I was watching the CBC national news several years ago when they did a segment about a Toronto author who’d been shortlisted for the Giller Prize.
It probably wouldn’t have normally made the broadcast given folks have been in contention for Canada’s snootiest literary award every year since 1994, but the hook was that Michelle Winters wasn’t another fêted CanLit muckamuck with their latest triumph to sell but rather a debut novelist in her mid-forties who’d been quietly plugging away at her first book for a decade while working a boring full-time office job. The final manuscript for her wonderful, curiously titled I Am a Truck had also gathered dust in slush piles for years before someone at Invisible Publishing realized they were sitting on gold.
This wasn’t on the level of JK Rowling on welfare working at a cafe before things started looking up for her but still a bit of a Cinderella story — where the prize is a solid hundred grand in cash, a chapter in Canadian history, and a boost to book sales rather than a mere date with Prince Charming — to catch the interest of viewers who read fiction.
It certainly caught mine but then Michelle also happens to be a dear old friend I hadn’t seen in 25 years.
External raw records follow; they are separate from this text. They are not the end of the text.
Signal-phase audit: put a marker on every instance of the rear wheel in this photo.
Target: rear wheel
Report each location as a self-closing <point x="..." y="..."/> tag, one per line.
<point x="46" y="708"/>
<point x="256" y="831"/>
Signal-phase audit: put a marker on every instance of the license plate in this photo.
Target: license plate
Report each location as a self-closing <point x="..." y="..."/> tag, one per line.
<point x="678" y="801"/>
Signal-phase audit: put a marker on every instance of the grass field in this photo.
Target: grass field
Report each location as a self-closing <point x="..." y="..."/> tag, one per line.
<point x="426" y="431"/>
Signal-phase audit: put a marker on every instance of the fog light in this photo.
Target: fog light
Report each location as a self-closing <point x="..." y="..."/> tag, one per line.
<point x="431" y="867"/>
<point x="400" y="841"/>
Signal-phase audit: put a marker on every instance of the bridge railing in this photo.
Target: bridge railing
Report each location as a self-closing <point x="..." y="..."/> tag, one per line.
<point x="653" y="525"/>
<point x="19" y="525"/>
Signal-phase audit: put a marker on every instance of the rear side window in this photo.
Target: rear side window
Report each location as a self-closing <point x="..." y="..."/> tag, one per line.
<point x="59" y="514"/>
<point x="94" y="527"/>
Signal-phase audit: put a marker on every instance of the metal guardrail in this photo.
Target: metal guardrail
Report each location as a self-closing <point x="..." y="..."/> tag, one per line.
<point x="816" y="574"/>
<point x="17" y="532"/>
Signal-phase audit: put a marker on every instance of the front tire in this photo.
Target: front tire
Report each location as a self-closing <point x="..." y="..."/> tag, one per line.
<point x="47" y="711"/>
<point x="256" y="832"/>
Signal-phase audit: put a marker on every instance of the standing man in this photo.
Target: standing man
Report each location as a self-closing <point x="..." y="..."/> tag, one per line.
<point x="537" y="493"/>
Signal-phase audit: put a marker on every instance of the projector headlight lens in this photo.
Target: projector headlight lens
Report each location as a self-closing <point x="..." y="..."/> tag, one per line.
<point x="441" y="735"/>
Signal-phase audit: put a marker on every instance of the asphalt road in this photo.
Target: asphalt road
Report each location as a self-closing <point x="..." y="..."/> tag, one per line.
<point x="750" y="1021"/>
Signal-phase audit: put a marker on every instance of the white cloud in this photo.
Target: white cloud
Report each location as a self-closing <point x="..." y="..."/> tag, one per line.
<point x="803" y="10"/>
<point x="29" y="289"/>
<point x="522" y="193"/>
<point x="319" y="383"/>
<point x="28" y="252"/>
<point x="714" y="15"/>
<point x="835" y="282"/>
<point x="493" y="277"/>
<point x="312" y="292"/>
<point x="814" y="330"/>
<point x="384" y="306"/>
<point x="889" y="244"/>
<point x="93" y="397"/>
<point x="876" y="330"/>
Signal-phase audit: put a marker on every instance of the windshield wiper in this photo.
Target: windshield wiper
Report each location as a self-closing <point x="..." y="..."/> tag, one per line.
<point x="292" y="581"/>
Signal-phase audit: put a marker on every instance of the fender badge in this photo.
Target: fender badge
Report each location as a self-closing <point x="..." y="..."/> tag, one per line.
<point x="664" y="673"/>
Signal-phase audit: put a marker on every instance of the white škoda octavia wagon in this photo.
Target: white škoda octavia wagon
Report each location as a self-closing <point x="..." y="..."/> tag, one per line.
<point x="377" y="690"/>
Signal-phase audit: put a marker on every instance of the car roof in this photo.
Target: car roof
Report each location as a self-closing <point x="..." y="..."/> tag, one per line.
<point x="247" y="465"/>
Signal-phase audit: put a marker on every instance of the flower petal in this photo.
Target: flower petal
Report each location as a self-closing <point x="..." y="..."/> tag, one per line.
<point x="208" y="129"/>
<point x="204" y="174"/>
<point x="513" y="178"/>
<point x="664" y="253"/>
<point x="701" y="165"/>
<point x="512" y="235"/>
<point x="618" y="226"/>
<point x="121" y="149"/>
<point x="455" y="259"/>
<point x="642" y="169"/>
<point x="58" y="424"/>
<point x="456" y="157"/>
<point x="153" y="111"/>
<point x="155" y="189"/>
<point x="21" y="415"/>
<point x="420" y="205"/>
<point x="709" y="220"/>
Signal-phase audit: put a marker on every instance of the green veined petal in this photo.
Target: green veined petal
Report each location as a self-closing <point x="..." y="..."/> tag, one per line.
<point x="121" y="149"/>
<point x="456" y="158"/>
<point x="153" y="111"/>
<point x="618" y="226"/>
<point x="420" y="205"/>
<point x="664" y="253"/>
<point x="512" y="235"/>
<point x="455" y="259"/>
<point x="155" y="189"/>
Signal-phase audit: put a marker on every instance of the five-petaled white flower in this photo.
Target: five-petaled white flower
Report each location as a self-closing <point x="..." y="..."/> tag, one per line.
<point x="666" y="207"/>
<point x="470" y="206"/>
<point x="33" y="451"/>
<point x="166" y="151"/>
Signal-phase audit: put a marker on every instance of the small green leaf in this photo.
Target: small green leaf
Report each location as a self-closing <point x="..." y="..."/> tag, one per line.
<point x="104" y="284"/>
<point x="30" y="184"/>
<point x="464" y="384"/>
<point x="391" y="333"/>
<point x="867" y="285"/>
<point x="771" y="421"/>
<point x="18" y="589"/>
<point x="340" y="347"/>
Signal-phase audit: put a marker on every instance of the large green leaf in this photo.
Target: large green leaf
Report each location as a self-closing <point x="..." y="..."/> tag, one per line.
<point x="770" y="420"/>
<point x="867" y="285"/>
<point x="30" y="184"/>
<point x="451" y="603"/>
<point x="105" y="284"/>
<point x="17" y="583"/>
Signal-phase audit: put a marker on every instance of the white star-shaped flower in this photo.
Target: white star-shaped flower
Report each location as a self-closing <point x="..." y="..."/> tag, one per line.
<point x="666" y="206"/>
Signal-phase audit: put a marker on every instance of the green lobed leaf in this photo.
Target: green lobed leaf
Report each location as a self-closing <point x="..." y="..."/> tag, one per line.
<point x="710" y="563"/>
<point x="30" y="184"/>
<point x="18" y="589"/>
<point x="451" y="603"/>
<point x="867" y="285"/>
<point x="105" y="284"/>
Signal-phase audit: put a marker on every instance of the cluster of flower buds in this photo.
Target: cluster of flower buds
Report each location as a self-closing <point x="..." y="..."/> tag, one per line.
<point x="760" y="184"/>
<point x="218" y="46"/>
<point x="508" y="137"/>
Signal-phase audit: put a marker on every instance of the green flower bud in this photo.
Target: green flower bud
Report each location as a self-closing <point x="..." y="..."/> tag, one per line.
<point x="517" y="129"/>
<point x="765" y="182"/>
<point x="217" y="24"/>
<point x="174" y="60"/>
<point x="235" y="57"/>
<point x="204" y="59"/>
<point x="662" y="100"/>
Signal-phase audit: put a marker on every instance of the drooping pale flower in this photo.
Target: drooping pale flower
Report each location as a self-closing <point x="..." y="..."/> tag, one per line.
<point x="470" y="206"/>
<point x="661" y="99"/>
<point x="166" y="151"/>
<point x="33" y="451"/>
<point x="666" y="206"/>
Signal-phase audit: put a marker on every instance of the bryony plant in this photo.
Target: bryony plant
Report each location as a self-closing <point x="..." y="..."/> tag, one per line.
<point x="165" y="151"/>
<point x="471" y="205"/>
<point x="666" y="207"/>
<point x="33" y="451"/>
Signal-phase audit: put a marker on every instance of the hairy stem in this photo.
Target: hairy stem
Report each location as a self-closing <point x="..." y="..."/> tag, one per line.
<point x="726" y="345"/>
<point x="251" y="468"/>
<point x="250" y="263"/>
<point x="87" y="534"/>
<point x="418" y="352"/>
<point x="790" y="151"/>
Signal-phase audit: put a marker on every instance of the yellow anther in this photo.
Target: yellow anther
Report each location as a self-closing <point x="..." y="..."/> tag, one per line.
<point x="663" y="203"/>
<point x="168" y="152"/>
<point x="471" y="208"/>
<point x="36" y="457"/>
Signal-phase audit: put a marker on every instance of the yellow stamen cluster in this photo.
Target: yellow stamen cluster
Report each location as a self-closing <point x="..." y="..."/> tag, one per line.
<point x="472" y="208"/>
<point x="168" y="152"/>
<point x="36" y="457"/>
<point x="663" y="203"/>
We were both part of a loose circle of friends formed when the artsy weirdos at high schools scattered across the wider Saint John area began finding each other after we all learned to drive back in the late 80s. The sort of kids who wore trench coats, Chuck Taylors and asymmetrical haircuts who acted in plays and played in bands. I knew her for being a gifted painter but can’t say I’m surprised she turned out to be a damn fine writer too. So I was very much looking forward to catching up a bit after I saw she would be co-hosting a trivia night at this year’s Vancouver Writers Festival.
Turns out she had a surprise of her own with the delightful news she’d named a very minor character in her new book Hair for Men after me. Or at least my high school nickname short for Fleming.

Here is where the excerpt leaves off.